Department of Computer and Information Sciences, University of Delaware, 18 Amstel Ave, Newark, DE 19716, USA.
BMC Bioinformatics. 2014 Aug 23;15(1):285. doi: 10.1186/1471-2105-15-285.
Text mining is increasingly used in the biomedical domain because of its ability to automatically gather information from large amount of scientific articles. One important task in biomedical text mining is relation extraction, which aims to identify designated relations among biological entities reported in literature. A relation extraction system achieving high performance is expensive to develop because of the substantial time and effort required for its design and implementation. Here, we report a novel framework to facilitate the development of a pattern-based biomedical relation extraction system. It has several unique design features: (1) leveraging syntactic variations possible in a language and automatically generating extraction patterns in a systematic manner, (2) applying sentence simplification to improve the coverage of extraction patterns, and (3) identifying referential relations between a syntactic argument of a predicate and the actual target expected in the relation extraction task.
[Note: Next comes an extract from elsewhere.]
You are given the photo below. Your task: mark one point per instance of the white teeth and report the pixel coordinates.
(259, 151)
A relation extraction system derived using the proposed framework achieved overall F-scores of 72.66% for the Simple events and 55.57% for the Binding events on the BioNLP-ST 2011 GE test set, comparing favorably with the top performing systems that participated in the BioNLP-ST 2011 GE task. We obtained similar results on the BioNLP-ST 2013 GE test set (80.07% and 60.58%, respectively). We conducted additional experiments on the training and development sets to provide a more detailed analysis of the system and its individual modules. This analysis indicates that without increasing the number of patterns, simplification and referential relation linking play a key role in the effective extraction of biomedical relations.
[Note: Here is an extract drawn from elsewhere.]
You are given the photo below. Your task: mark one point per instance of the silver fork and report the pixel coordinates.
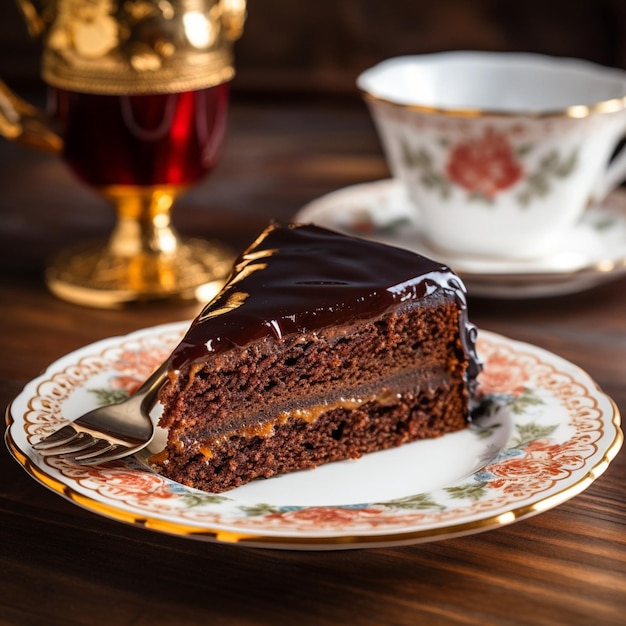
(108, 432)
In this paper, we present a novel framework for fast development of relation extraction systems. The framework requires only a list of triggers as input, and does not need information from an annotated corpus. Thus, we reduce the involvement of domain experts, who would otherwise have to provide manual annotations and help with the design of hand crafted patterns. We demonstrate how our framework is used to develop a system which achieves state-of-the-art performance on a public benchmark corpus.
由于能够从大量科学文章中自动收集信息,文本挖掘在生物医学领域的应用越来越广泛。生物医学文本挖掘的一个重要任务是关系提取,旨在识别文献中报道的生物实体之间指定的关系。开发高性能的关系提取系统需要大量的时间和精力,因此成本很高。在这里,我们报告了一种新的框架,以促进基于模式的生物医学关系提取系统的开发。它具有几个独特的设计特点:(1)利用语言中可能存在的语法变化,以系统的方式自动生成提取模式;(2)应用句子简化来提高提取模式的覆盖率;(3)识别谓词的语法参数与关系提取任务中实际目标之间的指称关系。
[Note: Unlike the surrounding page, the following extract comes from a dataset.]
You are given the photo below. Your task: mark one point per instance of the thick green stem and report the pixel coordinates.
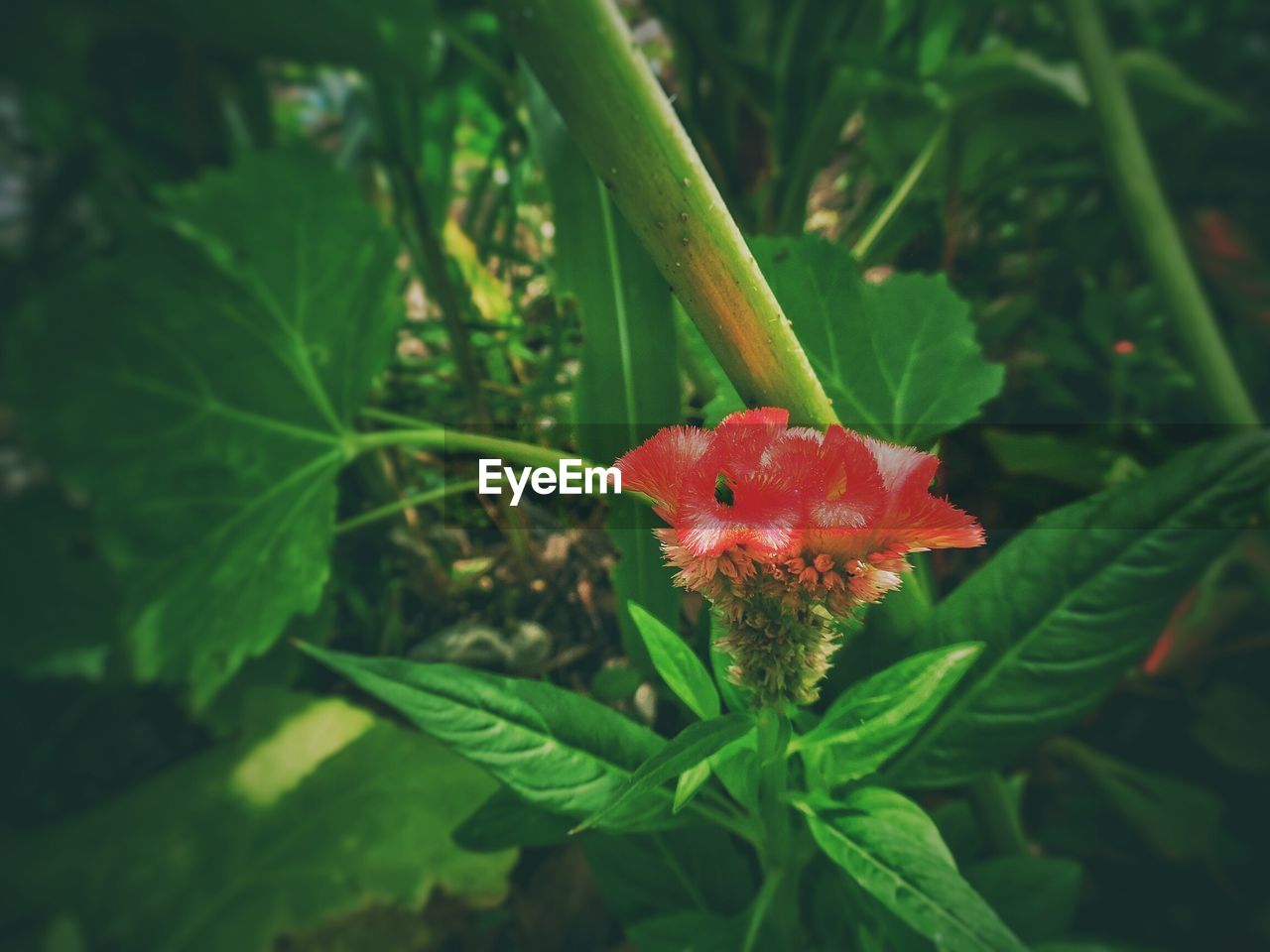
(1148, 214)
(621, 119)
使用所提出的框架得出的关系提取系统在 BioNLP-ST 2011 GE 测试集上的简单事件的总体 F 分数为 72.66%,绑定事件的总体 F 分数为 55.57%,与参加 BioNLP-ST 2011 GE 任务的表现最佳的系统相比具有优势。我们在 BioNLP-ST 2013 GE 测试集上也获得了类似的结果(分别为 80.07%和 60.58%)。我们在训练集和开发集上进行了额外的实验,以更详细地分析系统及其各个模块。该分析表明,在不增加模式数量的情况下,简化和指称关系链接在有效提取生物医学关系方面起着关键作用。
在本文中,我们提出了一种用于快速开发关系提取系统的新框架。该框架仅需要一个触发器列表作为输入,并且不需要来自带注释语料库的信息。因此,我们减少了领域专家的参与,否则他们将不得不提供手动注释并帮助设计手工制作的模式。我们展示了如何使用我们的框架开发一种在公共基准语料库上达到最新性能的系统。